Tuesday, December 18, 2007

Hitchens' right to oppose 'a smirking hick like Mike Huckabee'

Christopher Hitchens invokes Article VI of the Constitution in a rather virulent attack on Mike Huckabee, the Bible Belt former governor, minister and weight-loss extraordinaire, not to mention surging presidential candidate:

The Senators and Representatives before mentioned, and the Members of the several State Legislatures, and all executive and judicial Officers, both of the United States and of the several States, shall be bound by Oath or Affirmation, to support this Constitution; but no religious Test shall ever be required as a Qualification to any Office or public Trust under the United States.
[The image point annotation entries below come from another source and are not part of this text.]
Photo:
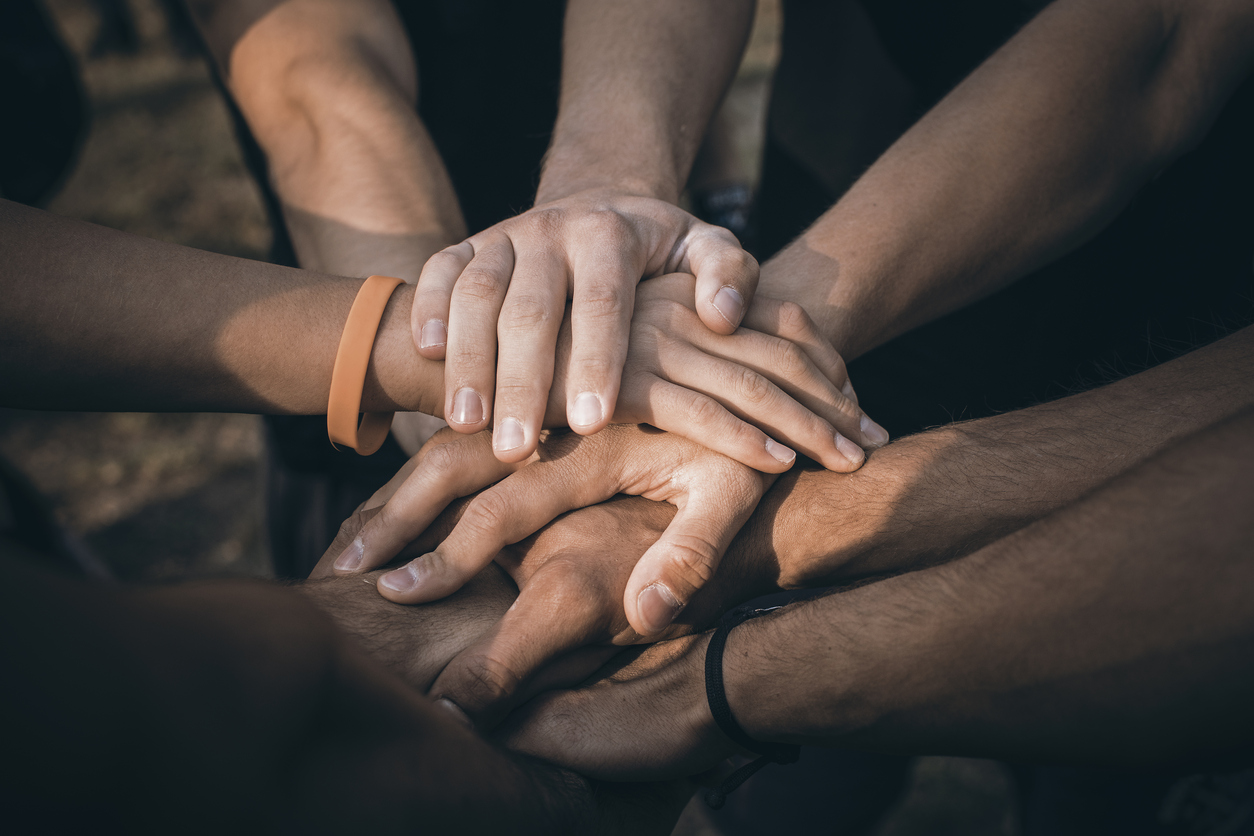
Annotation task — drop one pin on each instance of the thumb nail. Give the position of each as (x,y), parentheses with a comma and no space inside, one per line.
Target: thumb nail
(657,607)
(350,558)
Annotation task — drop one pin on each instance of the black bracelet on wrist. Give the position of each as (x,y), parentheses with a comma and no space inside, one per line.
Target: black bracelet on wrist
(726,721)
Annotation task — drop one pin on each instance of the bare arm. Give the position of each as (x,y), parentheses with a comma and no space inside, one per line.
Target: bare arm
(329,88)
(944,493)
(100,320)
(1031,156)
(1114,631)
(640,84)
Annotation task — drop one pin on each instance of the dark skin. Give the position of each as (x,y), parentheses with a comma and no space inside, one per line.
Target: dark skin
(243,702)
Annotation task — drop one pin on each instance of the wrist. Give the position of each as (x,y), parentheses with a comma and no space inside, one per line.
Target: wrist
(573,172)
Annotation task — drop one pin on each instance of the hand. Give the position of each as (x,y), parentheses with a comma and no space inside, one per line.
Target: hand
(714,495)
(647,721)
(775,372)
(502,295)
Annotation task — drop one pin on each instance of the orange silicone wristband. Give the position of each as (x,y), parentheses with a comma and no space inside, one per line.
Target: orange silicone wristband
(349,375)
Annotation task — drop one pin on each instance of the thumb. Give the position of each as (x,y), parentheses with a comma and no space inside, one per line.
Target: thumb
(726,277)
(684,559)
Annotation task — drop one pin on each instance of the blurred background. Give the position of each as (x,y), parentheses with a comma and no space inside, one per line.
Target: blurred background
(173,496)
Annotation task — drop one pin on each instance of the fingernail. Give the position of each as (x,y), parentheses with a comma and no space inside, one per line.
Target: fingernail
(467,406)
(586,410)
(850,450)
(434,334)
(508,434)
(454,711)
(779,451)
(400,580)
(730,305)
(657,607)
(874,433)
(351,557)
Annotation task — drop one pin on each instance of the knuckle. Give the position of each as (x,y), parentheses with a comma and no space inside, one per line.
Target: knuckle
(602,301)
(489,681)
(794,321)
(706,411)
(692,560)
(605,224)
(444,458)
(526,312)
(789,360)
(479,285)
(488,513)
(751,386)
(445,260)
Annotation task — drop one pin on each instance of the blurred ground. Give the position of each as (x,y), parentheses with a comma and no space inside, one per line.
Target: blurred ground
(163,496)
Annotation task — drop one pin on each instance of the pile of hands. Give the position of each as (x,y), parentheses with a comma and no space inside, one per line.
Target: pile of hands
(615,346)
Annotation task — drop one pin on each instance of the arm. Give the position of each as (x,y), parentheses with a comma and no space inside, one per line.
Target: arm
(640,83)
(329,89)
(1116,629)
(923,500)
(100,320)
(944,493)
(1027,158)
(240,701)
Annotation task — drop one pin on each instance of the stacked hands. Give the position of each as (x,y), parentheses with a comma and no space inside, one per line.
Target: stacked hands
(677,390)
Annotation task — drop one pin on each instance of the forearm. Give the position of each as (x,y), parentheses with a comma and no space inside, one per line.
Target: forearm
(329,88)
(102,320)
(1116,629)
(941,494)
(1027,158)
(640,84)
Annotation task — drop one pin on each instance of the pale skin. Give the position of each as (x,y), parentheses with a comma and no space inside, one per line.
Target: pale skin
(605,217)
(1115,631)
(329,88)
(98,318)
(1010,169)
(919,501)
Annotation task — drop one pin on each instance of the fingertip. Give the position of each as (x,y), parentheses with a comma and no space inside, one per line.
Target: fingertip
(399,584)
(783,456)
(656,609)
(433,339)
(468,412)
(852,456)
(726,310)
(586,412)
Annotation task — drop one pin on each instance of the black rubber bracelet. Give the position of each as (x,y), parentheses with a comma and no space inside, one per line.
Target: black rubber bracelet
(726,721)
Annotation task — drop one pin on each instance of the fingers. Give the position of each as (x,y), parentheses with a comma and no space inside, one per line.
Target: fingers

As so often, the framers and founding fathers meant what they said, said what they meant, and risked no waste of words. A candidate for election, or an applicant for a post in the bureaucracy, could not be disqualified on the grounds of his personal faith in any god (or his disbelief in any god, for that matter). This stipulation was designed to put an end to the hideous practice of European monarchies—and the pre-existing practice of various American colonies—whereby if a man did not affirm the trinity, or deny the pope, or abjure Judaism (depending on the jurisdiction), he could be forbidden to hold office or even to run for it. Along with the establishment clause of the First Amendment, and the predecessor-language of the Virginia Statute on Religious Freedom, it forms part of the chief glory of the first-ever constitution that guaranteed religious liberty, religious pluralism, and the freedom to be left alone by priests and rabbis and mullahs and other characters.

However, what Article VI does not do, and was never intended to do, is deny me the right to say, as loudly as I may choose, that I will on no account vote for a smirking hick like Mike Huckabee, who is an unusually stupid primate but who does not have the elementary intelligence to recognize the fact that this is what he is.